GPU job submission
Figure: Here is an example of CPU & GPU system architecture. There are several system architectures on the cluster.
To use the GPUs for a job node you need to request the ngpus_excl_p resource. It refers to the number of GPUs per node. This is unlike other resources, which are requested per core.
For example, to run a serial job with one GPU,
$ bsub -R "rusage[ngpus_excl_p=1]" ./my_cuda_program
How to select GPU memory
If you know that you will need more memory on a GPU than some models provide, i.e., more than 8 GB, then you can request that your job will run only on GPUs that have enough memory. Use the gpu_mtotal0 host selection to do this. For example, if you need 10 GB (=10240 MB) per GPU:
$ bsub -R "rusage[ngpus_excl_p=1]" -R "select[gpu_mtotal0>=10240]" ./my_cuda_program
This ensures your job will not run on GPUs with less than 10 GB of GPU memory.
How to select a GPU model
In some cases it is desirable or necessary to select the GPU model on which your job runs, for example if you know you code runs much faster on a newer model. However, you should consider that by narrowing down the list of allowable GPUs, your job may need to wait for a longer time.
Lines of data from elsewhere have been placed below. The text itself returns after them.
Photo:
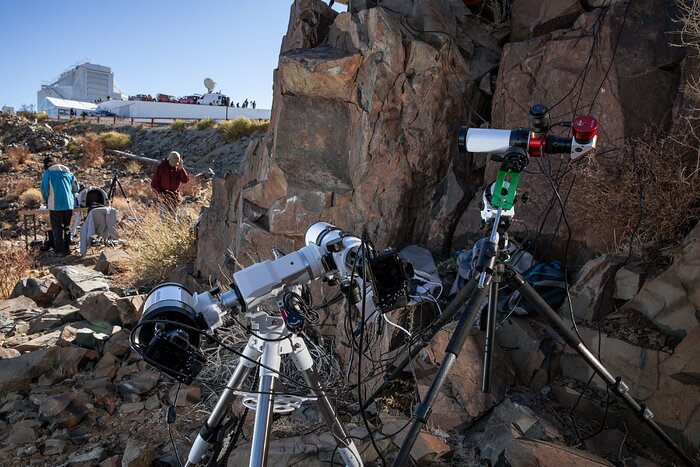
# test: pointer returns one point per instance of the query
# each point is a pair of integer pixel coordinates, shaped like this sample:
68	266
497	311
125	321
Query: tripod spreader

To select a certain GPU model, add the -R "select[gpu_model1==GPU_MODEL]" resource requirement to bsub,
$ bsub -R "rusage[ngpus_excl_p=1]" -R "select[gpu_model0==GeForceGTX1080]" ./my_cuda_program
While your jobs will see all GPUs, LSF will set the CUDA_VISIBLE_DEVICES environment variable, which is honored by CUDA programs.
Available GPU node types
|GPU Model||Specifier||GPU memory per GPU||CPU cores per node||CPU memory per node|
|NVIDIA GeForce GTX 1080||GeForceGTX1080||8 GiB||20||256 GiB|
|NVIDIA GeForce GTX 1080 Ti||GeForceGTX1080Ti||11 GiB||20||256 GiB|
|NVIDIA GeForce RTX 2080 Ti||GeForceRTX2080Ti||11 GiB||36||384 GiB|
|NVIDIA GeForce RTX 2080 Ti||GeForceRTX2080Ti||11 GiB||128||512 GiB|
|NVIDIA TITAN RTX||TITANRTX||24 GiB||128||512 GiB|
|NVIDIA Tesla V100-SXM2 32 GB||TeslaV100_SXM2_32GB||32 GiB||48||768 GiB|
|NVIDIA Tesla A100||A100_PCIE_40GB||40 GiB||48||768 GiB|